A contact center (also referred to as a customer interaction center or e-contact center) is a central point in an enterprise from which all customer contacts are managed. The contact center typically includes one or more online call centers but may include other types of customer contact as well, including e-mail newsletters, postal mail catalogs, Web site inquiries and chats, and the collection of information from customers during in-store purchasing. A contact center is generally part of an enterprise’s overall customer relationship management (CRM).
A contact center would typically be provided with special software that would allow contact information to be routed to appropriate people, contacts to be tracked, and data to be gathered. A contact center is considered to be an important element in multichannel marketing.
Virtual Call Centre
A virtual call center is a call center in which the organization’s representatives are geographically dispersed, rather than being situated at work stations in a building operated by the organization.

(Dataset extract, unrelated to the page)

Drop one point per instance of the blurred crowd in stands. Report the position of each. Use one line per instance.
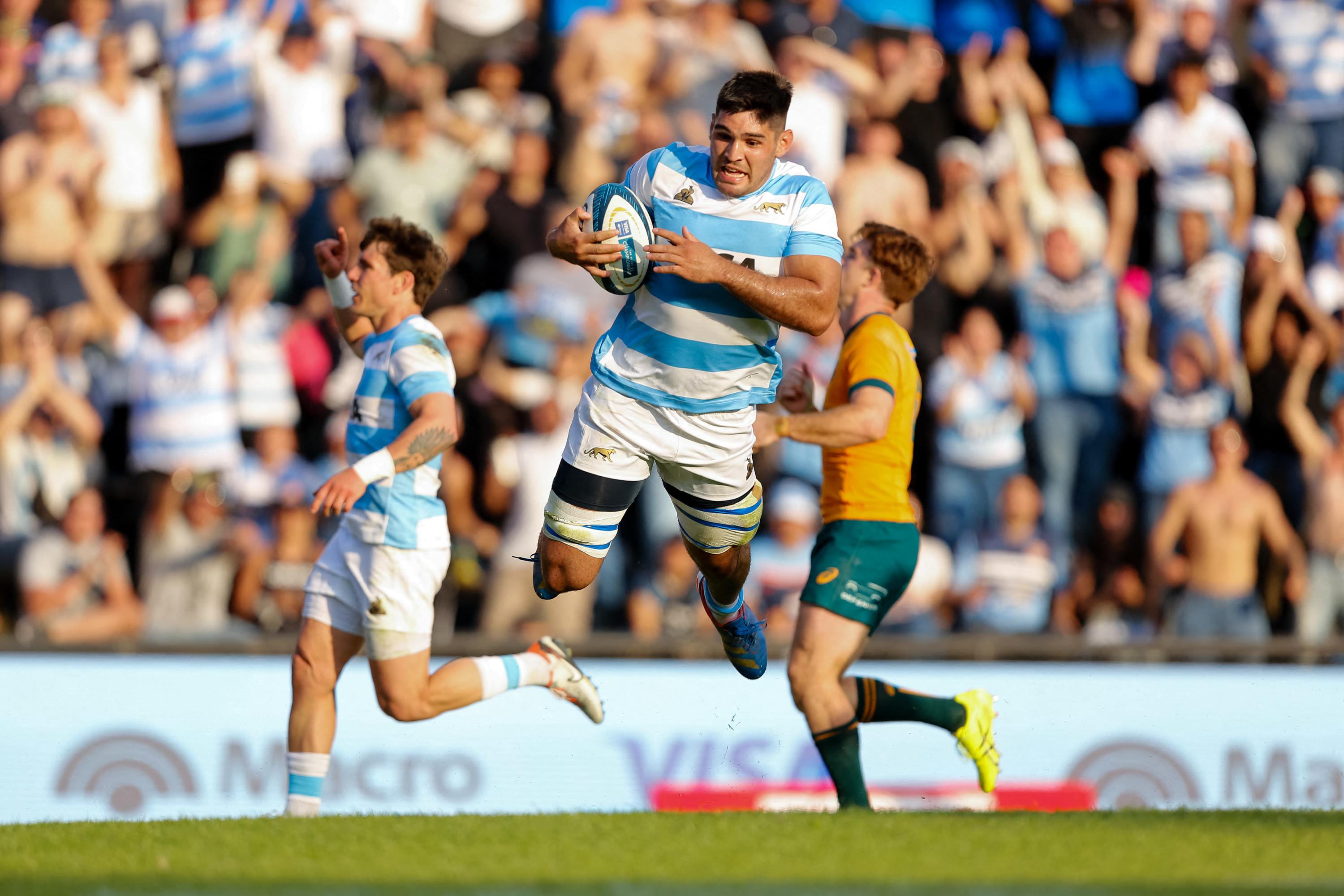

Virtual call center employees may be situated in groups in a number of smaller centers, but most often they work from their own homes. This is an attractive arrangement for many employees: the hours are often flexible, and there’s no dress code or commute. For the organization, the virtual call center model saves housing and equipment costs and can lead to lower employee turnover rates, which tend to be high for physical call centers.
To appear professional and increase customer confidence, even bricks and mortar call centers attempt to present customers with a virtual representation of an organization’s offices. The customer, dialing a customer service or technical support number, is given the impression that their call reaches a physical department within the organization, when in fact, it is likely to reach a company that outsources support for several different organizations.